BEIRUT – Austria’s foreign minister on Thursday urged Israel and Lebanon’s militant Hezbollah group against escalating the conflict along the volatile Israel-Lebanon border and expressed hope for a pause in the fighting in Gaza in time for the start of the Muslim holy month of Ramadan in March.

The Middle East has witnessed enough devastation and cruelty, Austrian Foreign Minister Alexander Schallenberg said after meeting his Lebanese counterpart in Beirut.

Recommended Videos

Schallenberg said he came to Lebanon after visiting Israel, Jordan and the Palestinian city of Ramallah in the Israeli-occupied West Bank.

Overnight, Israeli airstrikes on Lebanese villages along the southern border killed two people and wounded 14 others in the village of Kafra, state-run National News Agency reported. The dead were identified as older civilians Hussein Hamdan and his wife Manar Abbadi, whom the local Al-Jadeed TV said had returned home a few hours before the strike after they were displaced for months. No reason was given for their return home amid the violence.

Meanwhile, an Israeli drone strike hit a truck near the western Syrian town of Qusair close to the Lebanese border on Thursday, killing a Hezbollah member, according to Britain-based Syrian Observatory for Human Rights, an opposition war monitor, and a Hezbollah official. The Hezbollah official spoke on condition of anonymity in line with regulations.

Since the Israel-Hamas war started on Oct. 7, after Palestinian militants stormed parts of southern Israel, killing 1,200 people and taking 250 others hostage, Hezbollah started attacking Israeli posts, drawing return fire from Israel in daily exchanges. More than 210 Hezbollah fighters and nearly 40 civilians have been killed since then on the Lebanese side.

In Israel, nine soldiers and nine civilians have been killed in Hezbollah attacks since Oct. 7.

European and American officials have tried to ease the tensions in visits to Beirut, to avoid a full-blown war between Israel and Hezbollah, which has said it won't discuss any deals before the war in Gaza ends.

“Everybody is asked not to escalate and it always takes two sides,” Schallenberg said.

The Hezbollah-Israel exchanges have mostly focused on the stretches along the border, but on Monday, Israel’s air force attacked areas near the northeastern city of Baalbek after Hezbollah fighters shot down an Israel drone flying over Lebanon. Israel was also blamed for a strike in Beirut in January that killed top Hamas official Saleh Arouri.

“The region has accounted enough devastation, enough cruelty and we should try to solve the problems and not create further problems,” Schallenberg said.
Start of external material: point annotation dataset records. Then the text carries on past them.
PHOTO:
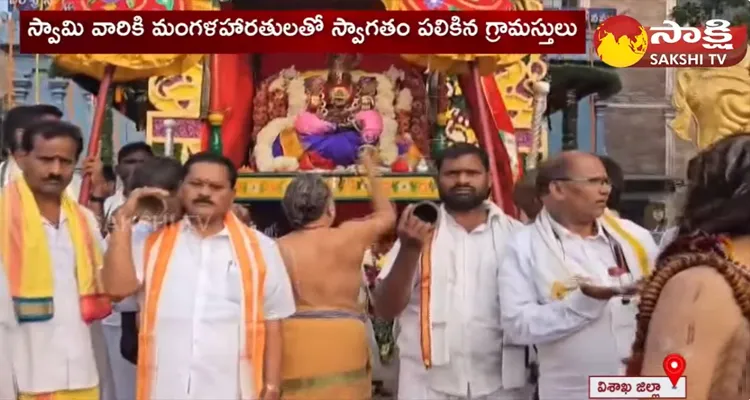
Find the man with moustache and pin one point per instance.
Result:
(50, 297)
(567, 277)
(120, 328)
(440, 281)
(212, 291)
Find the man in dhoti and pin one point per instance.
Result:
(120, 328)
(50, 249)
(326, 348)
(212, 293)
(567, 278)
(440, 280)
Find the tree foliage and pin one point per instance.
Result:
(697, 12)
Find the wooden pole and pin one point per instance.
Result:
(96, 129)
(489, 138)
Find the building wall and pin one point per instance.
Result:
(586, 129)
(636, 119)
(55, 91)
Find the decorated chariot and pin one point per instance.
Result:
(276, 115)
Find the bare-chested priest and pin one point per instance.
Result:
(326, 351)
(696, 304)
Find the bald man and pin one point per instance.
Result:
(567, 279)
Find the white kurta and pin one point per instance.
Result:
(58, 354)
(474, 331)
(123, 371)
(199, 323)
(575, 337)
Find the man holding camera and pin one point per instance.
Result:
(440, 281)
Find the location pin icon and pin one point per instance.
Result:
(674, 366)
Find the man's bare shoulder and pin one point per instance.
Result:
(700, 292)
(700, 280)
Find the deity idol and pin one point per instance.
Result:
(340, 117)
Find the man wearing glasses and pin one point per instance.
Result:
(568, 278)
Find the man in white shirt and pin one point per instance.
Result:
(567, 277)
(215, 292)
(129, 158)
(158, 172)
(440, 281)
(49, 298)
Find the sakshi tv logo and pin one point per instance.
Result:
(622, 42)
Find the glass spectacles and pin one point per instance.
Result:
(596, 181)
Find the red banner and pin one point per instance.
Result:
(219, 32)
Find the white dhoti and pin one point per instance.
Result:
(417, 386)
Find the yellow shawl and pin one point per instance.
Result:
(28, 263)
(247, 252)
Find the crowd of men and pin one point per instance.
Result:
(159, 288)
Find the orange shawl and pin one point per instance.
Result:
(253, 269)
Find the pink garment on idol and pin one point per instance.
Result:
(372, 125)
(308, 123)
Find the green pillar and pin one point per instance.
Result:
(570, 121)
(215, 120)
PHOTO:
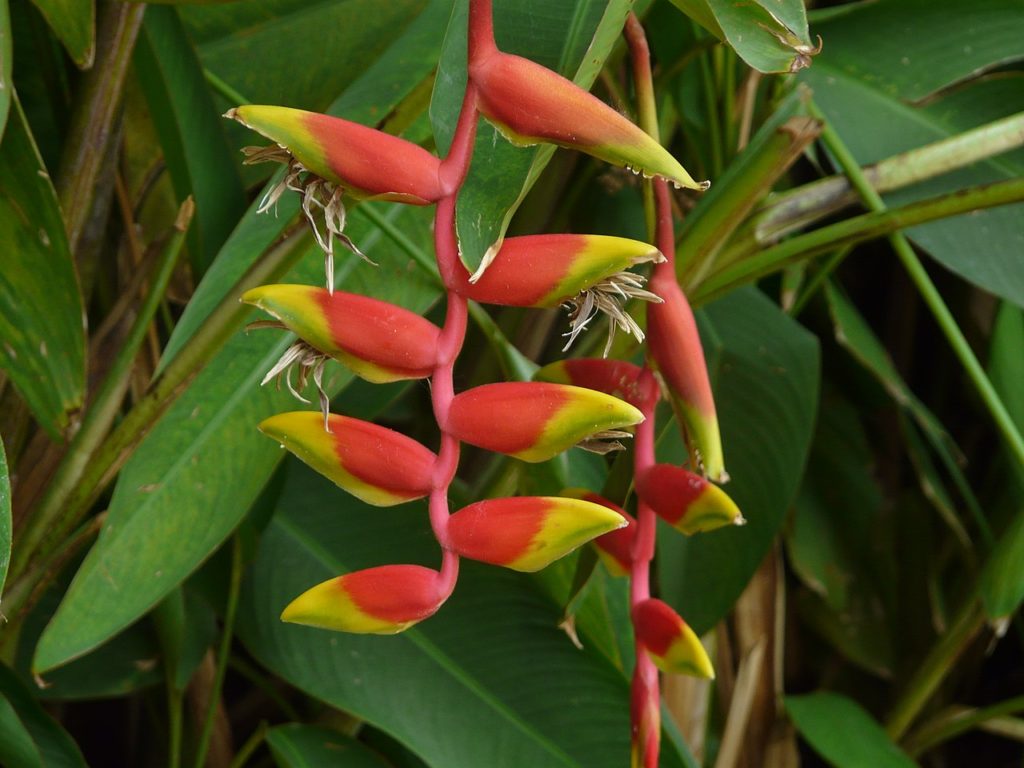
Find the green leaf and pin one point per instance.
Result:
(1001, 583)
(190, 132)
(16, 748)
(837, 540)
(765, 377)
(297, 745)
(908, 49)
(5, 519)
(871, 115)
(205, 457)
(769, 35)
(43, 338)
(74, 22)
(843, 733)
(489, 668)
(572, 38)
(317, 48)
(6, 61)
(204, 464)
(54, 747)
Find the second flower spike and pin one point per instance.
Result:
(537, 421)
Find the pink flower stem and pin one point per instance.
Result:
(646, 693)
(453, 173)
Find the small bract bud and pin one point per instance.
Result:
(529, 103)
(686, 501)
(673, 646)
(527, 532)
(378, 465)
(537, 421)
(384, 600)
(675, 345)
(617, 378)
(379, 341)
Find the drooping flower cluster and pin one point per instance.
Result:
(593, 403)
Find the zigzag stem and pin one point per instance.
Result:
(453, 172)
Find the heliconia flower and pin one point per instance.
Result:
(529, 103)
(586, 272)
(378, 465)
(527, 532)
(615, 547)
(536, 421)
(686, 501)
(673, 646)
(379, 341)
(384, 600)
(328, 158)
(675, 345)
(617, 378)
(367, 163)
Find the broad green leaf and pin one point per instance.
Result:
(769, 35)
(572, 38)
(43, 338)
(204, 463)
(55, 748)
(296, 745)
(205, 457)
(1001, 583)
(312, 50)
(836, 541)
(16, 748)
(190, 132)
(6, 61)
(489, 680)
(843, 733)
(5, 519)
(765, 376)
(908, 49)
(875, 120)
(74, 22)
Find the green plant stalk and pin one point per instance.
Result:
(64, 508)
(227, 632)
(857, 229)
(818, 279)
(804, 205)
(930, 294)
(958, 720)
(104, 407)
(93, 118)
(934, 669)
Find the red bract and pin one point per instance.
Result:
(527, 532)
(378, 465)
(617, 378)
(384, 600)
(672, 644)
(377, 340)
(675, 345)
(536, 421)
(529, 103)
(368, 163)
(685, 500)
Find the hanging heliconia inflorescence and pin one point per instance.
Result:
(593, 403)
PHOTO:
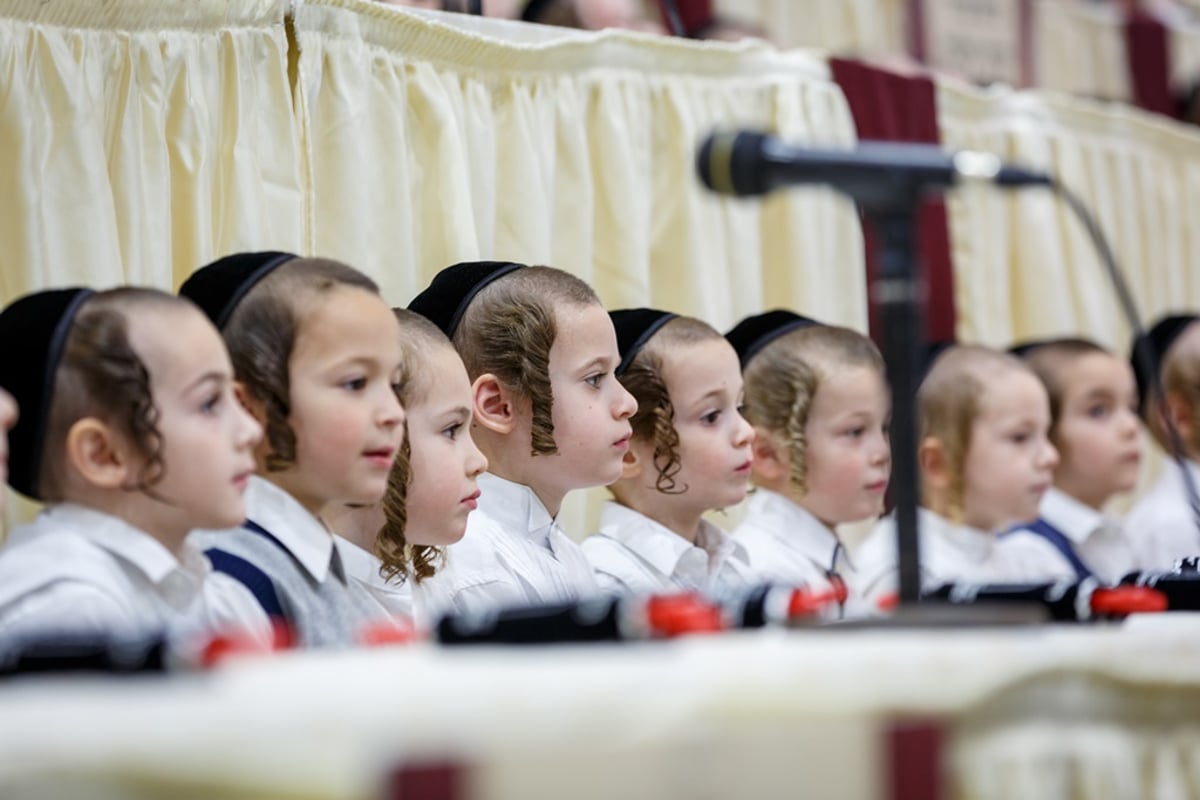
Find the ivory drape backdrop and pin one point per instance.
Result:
(142, 138)
(433, 139)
He also criticized Yemen’s Houthi rebels who have been attacking ships in the Red Sea, saying: “They think they can play with fire without getting burnt.”

Lebanese Foreign Minister Abdallah Bouhabib called for a deal for a disputed stretch of the Israel-Lebanon border, similar to the deal reached through U.S. mediation in 2022 over the two countries' disputed maritime border. He said the problem can be solved when Israel withdraws from disputed areas, including Chebaa Farms, which Israel captured from Syria in 1967.

“Israel would return all the Lebanese land to us and then the problem of Hezbollah and Israel will be at least partly solved,” Bouhabib said.